US 11,789,950 B1
Dynamic storage and deferred analysis of data stream events
Paul Jean André Bernier, Vancouver, CA (US); Poornima Devaraj, Fremont, CA (US); Ivneet Kaur, Burnaby, CA (US); Zhimin Liang, West Vancouver, CA (US); and Min Zhang, Vancouver, CA (US)
Assigned to Splunk Inc., San Francisco, CA (US)
Filed by Splunk Inc., San Francisco, CA (US)
Filed on Oct. 19, 2020, as Appl. No. 17/74,445.
Int. Cl.
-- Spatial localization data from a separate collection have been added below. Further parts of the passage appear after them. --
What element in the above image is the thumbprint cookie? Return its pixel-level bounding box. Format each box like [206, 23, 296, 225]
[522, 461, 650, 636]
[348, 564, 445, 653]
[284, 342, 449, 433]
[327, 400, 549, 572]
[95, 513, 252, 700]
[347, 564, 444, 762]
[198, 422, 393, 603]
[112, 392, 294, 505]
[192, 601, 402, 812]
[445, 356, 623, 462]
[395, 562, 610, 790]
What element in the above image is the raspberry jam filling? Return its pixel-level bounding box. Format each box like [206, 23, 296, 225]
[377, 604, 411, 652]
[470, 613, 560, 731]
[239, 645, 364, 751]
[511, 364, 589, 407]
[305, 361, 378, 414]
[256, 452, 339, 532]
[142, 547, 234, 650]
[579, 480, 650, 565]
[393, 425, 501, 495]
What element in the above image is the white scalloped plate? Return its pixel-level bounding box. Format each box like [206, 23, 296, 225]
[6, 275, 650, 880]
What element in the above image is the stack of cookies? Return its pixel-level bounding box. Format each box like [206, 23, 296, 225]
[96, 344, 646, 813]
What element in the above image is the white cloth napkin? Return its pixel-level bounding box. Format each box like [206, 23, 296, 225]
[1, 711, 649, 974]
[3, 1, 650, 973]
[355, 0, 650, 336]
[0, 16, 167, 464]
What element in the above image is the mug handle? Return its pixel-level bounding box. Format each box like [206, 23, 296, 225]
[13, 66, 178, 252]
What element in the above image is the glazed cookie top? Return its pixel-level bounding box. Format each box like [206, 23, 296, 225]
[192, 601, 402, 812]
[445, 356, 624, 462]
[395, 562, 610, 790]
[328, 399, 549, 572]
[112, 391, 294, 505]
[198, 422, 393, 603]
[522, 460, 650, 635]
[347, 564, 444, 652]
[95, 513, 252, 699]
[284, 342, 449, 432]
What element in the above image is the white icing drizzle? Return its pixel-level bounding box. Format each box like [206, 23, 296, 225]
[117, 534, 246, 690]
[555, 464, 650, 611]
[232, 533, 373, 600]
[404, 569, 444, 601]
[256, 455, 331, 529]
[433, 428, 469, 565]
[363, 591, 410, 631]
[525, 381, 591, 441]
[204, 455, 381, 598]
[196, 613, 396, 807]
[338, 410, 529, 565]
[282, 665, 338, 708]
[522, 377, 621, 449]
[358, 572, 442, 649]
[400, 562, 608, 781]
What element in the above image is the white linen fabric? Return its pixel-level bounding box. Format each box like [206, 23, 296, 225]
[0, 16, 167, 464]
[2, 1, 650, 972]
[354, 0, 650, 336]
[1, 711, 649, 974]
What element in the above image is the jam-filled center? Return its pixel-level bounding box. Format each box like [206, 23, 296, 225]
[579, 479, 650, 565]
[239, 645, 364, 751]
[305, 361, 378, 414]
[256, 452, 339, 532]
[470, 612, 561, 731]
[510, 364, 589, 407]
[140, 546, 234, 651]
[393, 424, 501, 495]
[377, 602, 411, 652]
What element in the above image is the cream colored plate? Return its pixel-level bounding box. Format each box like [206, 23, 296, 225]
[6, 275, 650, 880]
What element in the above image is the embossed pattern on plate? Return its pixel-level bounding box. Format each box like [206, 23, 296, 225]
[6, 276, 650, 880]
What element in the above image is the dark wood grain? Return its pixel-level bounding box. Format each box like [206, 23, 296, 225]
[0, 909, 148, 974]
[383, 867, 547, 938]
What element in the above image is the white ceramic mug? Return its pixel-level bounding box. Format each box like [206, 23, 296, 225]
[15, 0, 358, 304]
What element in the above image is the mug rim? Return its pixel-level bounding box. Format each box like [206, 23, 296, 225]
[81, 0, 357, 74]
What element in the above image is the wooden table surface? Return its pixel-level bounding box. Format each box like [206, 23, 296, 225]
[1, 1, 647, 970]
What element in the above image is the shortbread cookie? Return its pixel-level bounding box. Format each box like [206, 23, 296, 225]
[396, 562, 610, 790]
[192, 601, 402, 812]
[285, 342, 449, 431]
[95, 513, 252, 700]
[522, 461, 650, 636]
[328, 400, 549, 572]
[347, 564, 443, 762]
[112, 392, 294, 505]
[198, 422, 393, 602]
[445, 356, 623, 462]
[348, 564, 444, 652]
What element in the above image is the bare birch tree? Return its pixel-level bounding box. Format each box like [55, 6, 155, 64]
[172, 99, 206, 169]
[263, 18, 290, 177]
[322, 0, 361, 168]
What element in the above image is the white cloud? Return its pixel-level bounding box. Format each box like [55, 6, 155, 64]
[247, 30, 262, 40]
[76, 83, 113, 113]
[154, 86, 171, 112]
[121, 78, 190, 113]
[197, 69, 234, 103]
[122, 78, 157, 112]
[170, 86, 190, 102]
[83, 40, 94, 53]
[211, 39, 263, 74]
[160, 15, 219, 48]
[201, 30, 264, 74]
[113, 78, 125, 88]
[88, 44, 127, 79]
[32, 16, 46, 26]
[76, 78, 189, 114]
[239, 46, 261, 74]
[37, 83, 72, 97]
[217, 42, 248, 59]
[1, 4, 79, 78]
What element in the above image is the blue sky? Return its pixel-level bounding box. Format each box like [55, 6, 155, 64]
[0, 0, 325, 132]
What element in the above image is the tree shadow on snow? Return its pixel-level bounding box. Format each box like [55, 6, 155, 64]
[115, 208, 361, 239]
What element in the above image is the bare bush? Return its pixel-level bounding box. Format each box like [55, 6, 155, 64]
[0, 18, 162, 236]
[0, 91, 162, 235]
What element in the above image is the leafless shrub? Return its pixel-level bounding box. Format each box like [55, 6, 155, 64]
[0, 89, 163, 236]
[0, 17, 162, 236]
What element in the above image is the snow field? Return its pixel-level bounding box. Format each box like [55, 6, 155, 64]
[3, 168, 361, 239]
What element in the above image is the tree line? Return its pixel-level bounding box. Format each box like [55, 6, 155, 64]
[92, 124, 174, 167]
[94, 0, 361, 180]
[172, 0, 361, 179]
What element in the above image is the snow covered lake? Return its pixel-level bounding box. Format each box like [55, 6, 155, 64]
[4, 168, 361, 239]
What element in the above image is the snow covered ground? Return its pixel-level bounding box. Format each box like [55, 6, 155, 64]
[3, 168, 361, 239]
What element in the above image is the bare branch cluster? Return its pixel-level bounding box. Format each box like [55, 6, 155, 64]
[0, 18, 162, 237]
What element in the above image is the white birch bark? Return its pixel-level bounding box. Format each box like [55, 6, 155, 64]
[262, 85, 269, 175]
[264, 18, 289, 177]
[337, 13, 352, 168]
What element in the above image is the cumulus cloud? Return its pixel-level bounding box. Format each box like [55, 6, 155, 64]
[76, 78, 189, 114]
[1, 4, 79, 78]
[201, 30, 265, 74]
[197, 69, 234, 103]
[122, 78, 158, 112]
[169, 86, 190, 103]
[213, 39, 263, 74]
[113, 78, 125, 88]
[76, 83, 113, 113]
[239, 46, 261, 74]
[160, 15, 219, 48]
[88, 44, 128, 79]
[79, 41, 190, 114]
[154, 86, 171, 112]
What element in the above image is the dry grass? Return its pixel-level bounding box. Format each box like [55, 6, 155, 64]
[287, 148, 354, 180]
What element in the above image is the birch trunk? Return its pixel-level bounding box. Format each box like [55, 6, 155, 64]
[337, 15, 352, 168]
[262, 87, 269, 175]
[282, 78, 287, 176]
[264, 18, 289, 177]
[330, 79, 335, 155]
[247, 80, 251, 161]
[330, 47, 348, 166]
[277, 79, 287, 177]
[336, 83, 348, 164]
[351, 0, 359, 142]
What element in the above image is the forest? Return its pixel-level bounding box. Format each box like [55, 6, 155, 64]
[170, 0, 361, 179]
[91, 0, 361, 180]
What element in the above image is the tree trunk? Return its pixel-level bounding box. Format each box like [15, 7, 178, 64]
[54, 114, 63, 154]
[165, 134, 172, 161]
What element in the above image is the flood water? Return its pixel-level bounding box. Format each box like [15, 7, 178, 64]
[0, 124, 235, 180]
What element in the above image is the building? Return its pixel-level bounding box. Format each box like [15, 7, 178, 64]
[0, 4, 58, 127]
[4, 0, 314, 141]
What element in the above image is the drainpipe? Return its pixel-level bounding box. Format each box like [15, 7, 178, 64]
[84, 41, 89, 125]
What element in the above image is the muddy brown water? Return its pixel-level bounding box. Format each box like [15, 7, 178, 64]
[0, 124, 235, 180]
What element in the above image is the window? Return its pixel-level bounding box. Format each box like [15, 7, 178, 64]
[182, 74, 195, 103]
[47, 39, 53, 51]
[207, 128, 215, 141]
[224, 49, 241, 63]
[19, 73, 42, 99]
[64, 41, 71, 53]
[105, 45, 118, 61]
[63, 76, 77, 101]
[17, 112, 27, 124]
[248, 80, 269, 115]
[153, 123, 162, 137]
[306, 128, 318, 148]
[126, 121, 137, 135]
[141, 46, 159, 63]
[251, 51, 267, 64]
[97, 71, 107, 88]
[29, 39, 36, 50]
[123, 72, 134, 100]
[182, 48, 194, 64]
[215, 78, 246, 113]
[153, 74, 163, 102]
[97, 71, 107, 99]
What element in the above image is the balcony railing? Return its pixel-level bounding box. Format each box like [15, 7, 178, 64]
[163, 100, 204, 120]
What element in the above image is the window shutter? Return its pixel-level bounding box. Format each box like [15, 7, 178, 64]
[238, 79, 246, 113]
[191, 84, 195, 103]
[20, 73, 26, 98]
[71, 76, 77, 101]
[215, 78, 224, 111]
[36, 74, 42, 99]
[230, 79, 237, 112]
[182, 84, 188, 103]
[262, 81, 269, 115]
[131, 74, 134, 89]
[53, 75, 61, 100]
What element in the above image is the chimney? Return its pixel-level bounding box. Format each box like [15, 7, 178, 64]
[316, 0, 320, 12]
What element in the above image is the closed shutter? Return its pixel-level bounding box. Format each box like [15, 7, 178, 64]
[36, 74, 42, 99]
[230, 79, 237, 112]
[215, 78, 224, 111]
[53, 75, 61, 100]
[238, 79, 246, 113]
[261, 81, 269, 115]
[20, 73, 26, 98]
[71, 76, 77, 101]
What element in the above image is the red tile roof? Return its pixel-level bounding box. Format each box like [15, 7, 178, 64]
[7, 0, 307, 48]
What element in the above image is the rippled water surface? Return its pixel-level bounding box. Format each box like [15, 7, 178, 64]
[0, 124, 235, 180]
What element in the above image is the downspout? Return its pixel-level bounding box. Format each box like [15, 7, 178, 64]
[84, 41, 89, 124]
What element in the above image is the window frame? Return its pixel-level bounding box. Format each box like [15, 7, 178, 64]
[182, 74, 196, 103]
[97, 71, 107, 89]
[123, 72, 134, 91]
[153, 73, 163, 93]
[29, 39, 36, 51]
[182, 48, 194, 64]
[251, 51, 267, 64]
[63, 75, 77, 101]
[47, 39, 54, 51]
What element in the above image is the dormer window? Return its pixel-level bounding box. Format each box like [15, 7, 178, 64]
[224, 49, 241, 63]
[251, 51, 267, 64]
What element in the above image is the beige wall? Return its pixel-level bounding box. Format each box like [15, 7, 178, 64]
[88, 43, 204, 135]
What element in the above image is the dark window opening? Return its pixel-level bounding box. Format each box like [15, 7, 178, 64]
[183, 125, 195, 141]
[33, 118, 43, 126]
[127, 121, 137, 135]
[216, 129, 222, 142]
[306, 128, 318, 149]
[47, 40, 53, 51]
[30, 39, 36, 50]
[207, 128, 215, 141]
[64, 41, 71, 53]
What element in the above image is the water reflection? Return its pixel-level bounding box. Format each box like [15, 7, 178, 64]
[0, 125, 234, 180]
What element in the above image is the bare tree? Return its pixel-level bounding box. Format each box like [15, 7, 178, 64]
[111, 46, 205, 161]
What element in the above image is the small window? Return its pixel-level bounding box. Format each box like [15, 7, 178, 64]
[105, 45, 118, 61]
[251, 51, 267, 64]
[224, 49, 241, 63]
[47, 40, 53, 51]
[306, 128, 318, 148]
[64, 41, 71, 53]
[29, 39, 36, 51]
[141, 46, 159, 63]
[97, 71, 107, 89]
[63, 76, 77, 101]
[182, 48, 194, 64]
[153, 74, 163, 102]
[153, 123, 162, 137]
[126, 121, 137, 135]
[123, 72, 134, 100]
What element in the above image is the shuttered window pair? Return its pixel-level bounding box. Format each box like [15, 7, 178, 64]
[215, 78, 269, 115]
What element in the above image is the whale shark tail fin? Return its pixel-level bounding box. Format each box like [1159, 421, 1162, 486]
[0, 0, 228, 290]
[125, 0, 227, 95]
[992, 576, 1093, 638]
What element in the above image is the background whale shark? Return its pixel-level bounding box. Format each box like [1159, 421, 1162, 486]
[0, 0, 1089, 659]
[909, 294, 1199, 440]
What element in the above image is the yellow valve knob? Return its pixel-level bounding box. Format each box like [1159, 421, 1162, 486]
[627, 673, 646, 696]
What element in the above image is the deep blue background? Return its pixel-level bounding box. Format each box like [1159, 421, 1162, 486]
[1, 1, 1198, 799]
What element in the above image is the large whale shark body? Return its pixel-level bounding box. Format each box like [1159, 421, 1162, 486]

G06F 16/2455 (2019.01); G06F 16/22 (2019.01); G06F 16/25 (2019.01)
CPC G06F 16/24568 (2019.01) [G06F 16/22 (2019.01); G06F 16/254 (2019.01)] 20 Claims
OG exemplary drawing
 
1. A method under control of one or more computing devices configured with specific computer-executable instructions to perform operations comprising:
obtaining, by a streaming data processor, a set of events;
identifying, by the streaming data processor, a first subset of events from the set of events as high importance events to be stored in an indexed data intake and query system configured to index events stored in the indexed data intake and query system and a second subset of events from the set of events as low importance events to be stored in a data storage system configured to store events without indexing, wherein the identifying is based at least in part on applying one or more criteria to a set of data field values extracted from individual events of the set of events, and wherein the data storage system is distinct from the indexed data intake and query system;
storing, in the indexed data intake and query system configured to index events stored in the indexed data intake and query system, the first subset of events from the set of events identified as high importance events to be stored in the indexed data intake and query system;
generating a storage prefix for each low importance event based at least in part on the set of data field values;
storing, in the data storage system distinct from the indexed data intake and query system and configured to store events without indexing, the second subset of events from the set of events identified as low importance events, wherein each low importance event is stored in the data storage system at a location based at least in part on the storage prefix for the low importance event;
obtaining, by a query processor, a query for events;
identifying a high importance event stored in the indexed data intake and query system that is responsive to the query for events;
determining a storage prefix associated with the high importance event based at least in part on one or more data field values extracted from the high importance event;
obtaining, using the storage prefix determined to be associated with the high importance event identified as responsive to the query and stored in the indexed data intake and query system, one or more low importance events from a location in the data storage system distinct from the indexed data intake and query system and configured to store events without indexing, corresponding to the storage prefix associated with the high importance event; and
generating a set of search results including the high importance event and the one or more low importance events.